Virtual Nodes for Even Distribution
With only physical server positions, load distribution can be uneven. If servers hash to positions that are not uniformly spaced, some servers own larger arc segments and receive disproportionate traffic. Virtual nodes fix this: each physical server maps to 100-200 positions on the ring by hashing concatenations like "server1_0", "server1_1" through "server1_199". This smooths load across servers and bounds imbalance to roughly ±5-10%. More virtual nodes improve distribution but increase memory for the ring lookup table.
Hotspot Vulnerability
The key production trade-off is hotspot vulnerability.

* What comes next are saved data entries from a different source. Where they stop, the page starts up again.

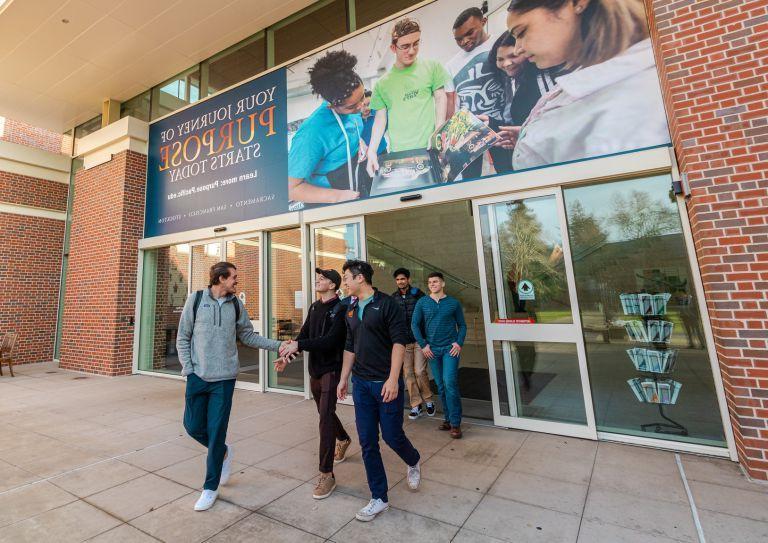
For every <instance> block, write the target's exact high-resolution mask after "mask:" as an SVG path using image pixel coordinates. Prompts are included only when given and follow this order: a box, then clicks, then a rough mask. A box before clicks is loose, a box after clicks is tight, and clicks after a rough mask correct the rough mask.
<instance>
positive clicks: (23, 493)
mask: <svg viewBox="0 0 768 543" xmlns="http://www.w3.org/2000/svg"><path fill="white" fill-rule="evenodd" d="M15 369H16V374H17V377H16V378H13V379H12V378H10V377H8V375H7V373H6V376H5V377H2V378H0V420H2V425H0V541H3V542H4V541H12V542H14V543H16V542H20V541H34V542H46V541H56V542H65V541H85V540H88V541H95V542H117V541H125V542H143V541H157V540H160V541H169V542H170V541H179V542H184V543H192V542H199V541H217V542H219V541H256V540H258V541H269V542H279V541H294V542H302V543H304V542H312V541H318V542H319V541H335V542H338V543H341V542H366V541H381V542H385V541H386V542H389V541H429V542H442V541H456V542H496V541H510V542H515V543H519V542H528V541H542V542H548V543H549V542H557V541H567V542H576V541H578V542H612V543H613V542H635V541H637V542H643V543H646V542H648V541H658V542H671V541H693V542H696V541H699V535H698V533H697V528H696V524H695V520H694V519H695V518H698V519H699V521H700V524H701V529H702V531H703V535H704V537H705V538H706V541H709V542H717V543H720V542H730V541H732V542H738V543H748V542H765V541H768V486H766V485H760V484H756V483H751V482H749V481H748V480H747V479H746V478H745V477H744V476H743V475H742V474H741V472H740V470H739V468H738V466H737V465H736V464H734V463H732V462H729V461H727V460H720V459H711V458H702V457H696V456H692V455H684V454H681V455H680V459H681V463H682V466H683V467H684V470H685V475H686V478H687V483H688V485H689V486H690V490H691V494H692V496H693V501H694V504H695V508H696V510H697V512H698V514H697V515H694V513H693V511H692V506H691V503H690V501H689V499H688V494H687V493H686V490H685V486H684V483H683V479H682V477H681V474H680V470H679V468H678V464H677V460H676V455H675V454H674V453H669V452H662V451H656V450H650V449H643V448H639V447H632V446H627V445H617V444H612V443H597V442H592V441H585V440H579V439H572V438H565V437H558V436H550V435H545V434H536V433H529V432H520V431H507V430H499V429H493V428H488V427H483V426H468V427H467V428H466V432H465V437H464V439H462V440H460V441H453V440H451V439H450V438H449V437H448V436H447V435H446V433H445V432H438V431H437V430H436V426H437V423H438V421H437V420H434V419H426V418H424V419H420V420H418V421H415V422H411V423H408V425H407V433H408V435H409V436H410V437H411V439H412V440H413V442H414V443H415V444H416V446H417V448H418V449H419V451H420V452H421V454H422V462H423V471H422V473H423V478H424V479H423V481H422V485H421V488H420V490H419V492H417V493H414V492H410V491H409V490H408V488H407V485H406V483H405V481H404V477H405V466H404V465H403V464H402V462H401V461H400V460H399V459H398V458H396V457H395V455H394V454H393V453H392V452H391V451H389V450H388V449H387V448H386V446H384V445H382V446H383V451H384V453H383V454H384V460H385V464H386V467H387V471H388V474H389V482H390V487H391V489H392V490H391V491H390V503H391V504H392V508H391V509H390V510H389V511H387V512H386V513H383V514H382V515H381V516H380V517H378V518H377V519H376V520H375V521H373V522H371V523H361V522H358V521H356V520H355V519H354V516H355V512H356V511H357V510H358V509H359V508H360V507H362V506H364V505H365V504H366V503H367V500H368V497H369V493H368V489H367V485H366V480H365V472H364V470H363V465H362V461H361V458H360V451H359V446H357V445H356V441H357V439H356V434H355V433H354V419H353V417H354V413H353V409H352V408H351V407H348V406H340V409H339V411H340V416H341V417H342V420H343V421H344V423H345V426H346V427H347V430H348V431H349V432H350V433H351V434H353V440H354V442H355V443H354V444H353V446H352V447H351V448H350V451H349V453H350V457H349V458H348V460H347V461H345V462H344V463H343V464H340V465H338V466H337V467H336V469H335V471H336V478H337V481H338V484H339V487H338V489H337V491H336V492H335V493H334V494H333V495H332V496H331V497H330V498H328V499H325V500H321V501H318V500H313V499H312V488H313V484H314V479H315V477H316V475H317V473H316V470H317V452H316V451H317V444H318V440H317V414H316V412H315V406H314V403H312V402H309V401H303V400H302V399H301V398H299V397H297V396H287V395H281V394H260V393H255V392H247V391H237V392H236V394H235V404H234V408H233V413H232V423H231V424H230V432H229V436H230V439H229V440H230V442H233V443H234V445H235V468H236V471H235V472H234V473H233V476H232V479H231V481H230V483H229V485H227V486H226V487H223V488H222V489H221V492H220V498H219V500H218V502H217V503H216V505H215V506H214V508H213V509H211V510H210V511H208V512H205V513H196V512H194V511H193V510H192V505H193V504H194V502H195V500H196V499H197V497H198V496H199V489H200V487H201V485H202V481H203V476H204V472H205V469H204V462H205V456H204V450H203V449H202V448H201V447H199V446H198V445H197V444H196V443H195V442H194V441H193V440H192V439H190V438H188V437H186V436H185V435H184V430H183V428H182V425H181V416H182V412H183V390H184V383H183V382H181V381H175V380H169V379H161V378H153V377H143V376H131V377H121V378H115V379H110V378H105V377H98V376H91V375H87V376H86V375H81V374H77V373H71V372H65V371H62V370H59V369H58V368H57V367H56V366H55V365H53V364H35V365H29V366H18V367H16V368H15ZM406 420H407V419H406Z"/></svg>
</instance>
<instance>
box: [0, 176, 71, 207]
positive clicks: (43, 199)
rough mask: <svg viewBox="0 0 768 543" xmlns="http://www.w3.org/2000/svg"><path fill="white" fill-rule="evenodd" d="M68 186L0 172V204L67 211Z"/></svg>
mask: <svg viewBox="0 0 768 543" xmlns="http://www.w3.org/2000/svg"><path fill="white" fill-rule="evenodd" d="M68 191H69V185H67V184H64V183H59V182H57V181H48V180H47V179H37V178H35V177H28V176H26V175H19V174H15V173H8V172H3V171H0V202H5V203H8V204H17V205H24V206H31V207H41V208H44V209H54V210H56V211H66V210H67V192H68Z"/></svg>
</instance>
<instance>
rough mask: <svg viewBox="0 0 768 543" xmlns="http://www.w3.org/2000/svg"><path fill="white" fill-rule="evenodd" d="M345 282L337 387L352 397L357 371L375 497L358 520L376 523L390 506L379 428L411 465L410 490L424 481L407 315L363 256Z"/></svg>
mask: <svg viewBox="0 0 768 543" xmlns="http://www.w3.org/2000/svg"><path fill="white" fill-rule="evenodd" d="M343 270H344V278H343V279H344V285H345V286H346V287H347V292H349V294H350V295H352V296H354V297H355V298H354V301H353V302H352V304H351V305H350V306H349V308H348V309H347V312H346V315H345V318H346V321H347V343H346V345H345V347H344V362H343V366H342V370H341V379H340V382H339V386H338V397H339V399H340V400H343V399H344V398H345V397H346V395H347V388H348V385H347V379H348V378H349V375H350V373H351V374H352V397H353V399H354V401H355V424H356V425H357V435H358V438H359V439H360V448H361V449H362V452H363V464H365V473H366V475H367V477H368V487H369V488H370V489H371V501H370V502H368V505H366V506H365V507H363V508H362V509H360V511H358V512H357V515H355V516H356V518H357V520H361V521H363V522H367V521H371V520H373V519H374V518H376V515H378V514H379V513H383V512H384V511H386V510H387V509H389V500H388V497H387V488H388V485H387V474H386V472H385V471H384V462H383V461H382V459H381V451H380V449H379V427H381V436H382V437H383V438H384V442H385V443H386V444H387V445H389V447H390V448H391V449H392V450H393V451H395V453H397V455H398V456H399V457H400V458H401V459H402V460H403V462H405V463H406V464H407V466H408V471H407V474H406V479H407V481H408V486H409V487H410V488H411V490H416V489H417V488H418V487H419V482H420V481H421V465H420V464H419V460H420V459H421V456H420V455H419V451H417V450H416V449H415V448H414V446H413V445H412V444H411V442H410V441H409V440H408V438H407V437H406V435H405V432H404V431H403V409H404V407H405V405H404V403H403V389H404V386H403V379H402V375H401V373H400V372H401V370H402V367H403V354H404V353H405V342H406V341H408V334H407V327H406V325H405V315H404V314H403V311H402V310H401V309H400V308H399V307H398V305H397V302H395V300H393V299H392V298H391V297H390V296H387V295H386V294H384V293H382V292H379V291H378V290H375V289H374V288H373V286H372V285H371V281H372V278H373V268H372V267H371V265H370V264H369V263H368V262H364V261H362V260H348V261H347V262H346V263H345V264H344V267H343Z"/></svg>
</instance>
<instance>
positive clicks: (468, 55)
mask: <svg viewBox="0 0 768 543" xmlns="http://www.w3.org/2000/svg"><path fill="white" fill-rule="evenodd" d="M332 49H333V50H332V51H330V52H328V51H324V52H321V53H317V54H315V55H312V56H311V57H308V58H306V59H304V60H302V61H300V62H298V63H296V64H294V65H292V66H289V67H288V69H287V72H288V121H289V134H288V137H289V141H290V143H289V146H290V155H289V199H290V200H291V204H290V209H292V210H293V209H301V208H303V207H305V206H308V205H319V204H325V203H333V202H342V201H349V200H355V199H359V198H367V197H369V196H378V195H382V194H390V193H395V192H403V191H408V190H414V189H419V188H425V187H430V186H436V185H440V184H444V183H452V182H457V181H468V180H473V179H479V178H483V177H488V176H493V175H496V174H503V173H509V172H513V171H520V170H524V169H529V168H536V167H541V166H548V165H554V164H559V163H563V162H570V161H575V160H583V159H587V158H594V157H599V156H605V155H610V154H614V153H620V152H626V151H632V150H638V149H644V148H649V147H654V146H660V145H668V144H669V141H670V137H669V130H668V128H667V122H666V116H665V112H664V107H663V100H662V95H661V90H660V87H659V81H658V76H657V72H656V67H655V62H654V57H653V51H652V48H651V43H650V39H649V32H648V26H647V21H646V18H645V11H644V5H643V1H642V0H512V1H511V2H510V1H509V0H489V1H487V2H480V1H478V2H477V3H473V2H471V1H469V2H468V1H467V0H437V1H436V2H434V3H432V4H429V5H427V6H424V7H422V8H420V9H417V10H414V11H412V12H410V13H408V14H407V15H404V16H399V17H398V18H396V19H395V20H390V21H388V22H386V23H383V24H381V25H379V26H377V27H375V28H373V29H371V30H368V31H366V32H363V33H361V34H358V35H357V36H354V37H352V38H349V39H347V40H345V41H343V42H341V43H340V44H337V45H336V46H334V47H333V48H332ZM489 182H490V181H489Z"/></svg>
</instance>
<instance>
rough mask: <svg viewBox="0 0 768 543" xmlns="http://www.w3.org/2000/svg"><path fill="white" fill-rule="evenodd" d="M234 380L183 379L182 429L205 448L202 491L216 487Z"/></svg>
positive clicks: (232, 389)
mask: <svg viewBox="0 0 768 543" xmlns="http://www.w3.org/2000/svg"><path fill="white" fill-rule="evenodd" d="M234 391H235V380H234V379H229V380H227V381H216V382H214V383H209V382H207V381H203V380H202V379H200V378H199V377H198V376H197V375H195V374H194V373H191V374H189V375H188V376H187V392H186V395H185V406H184V428H186V430H187V433H188V434H189V435H190V437H192V438H194V439H195V440H196V441H197V442H198V443H200V444H201V445H202V446H203V447H207V448H208V459H207V461H206V471H205V484H204V485H203V488H204V489H205V490H216V489H217V488H219V479H221V466H222V464H223V463H224V455H225V454H226V452H227V445H226V438H227V426H228V425H229V412H230V411H231V409H232V394H233V393H234Z"/></svg>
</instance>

If one key (a celebrity profile, viral video, or popular API endpoint) dominates traffic, it pins to a single backend regardless of load. Unlike dynamic algorithms that detect overload and shed traffic, consistent hashing deterministically routes that key to the same server. Additionally, IP-based consistent hashing breaks when thousands of users behind carrier-grade NAT (CGNAT) collapse to 2-5 public IP addresses. Example: 100,000 RPS from a mobile carrier maps to 2 IPs, overloading 2 backends with 50,000 RPS each while others idle.
Mitigation Strategies
Bounded load hashing: Each key maps to top k servers on the ring; route to least loaded among them. Preserves locality while avoiding hotspots. Layer 7 cookie affinity: Instead of IP hash, use user ID or session cookie, distributing CGNAT users across backends. Rendezvous hashing: Alternative to ring-based; compute hash for each (key, server) pair, pick server with highest hash. Simpler, no virtual nodes needed, but O(N) per lookup versus O(log N) for ring with binary search.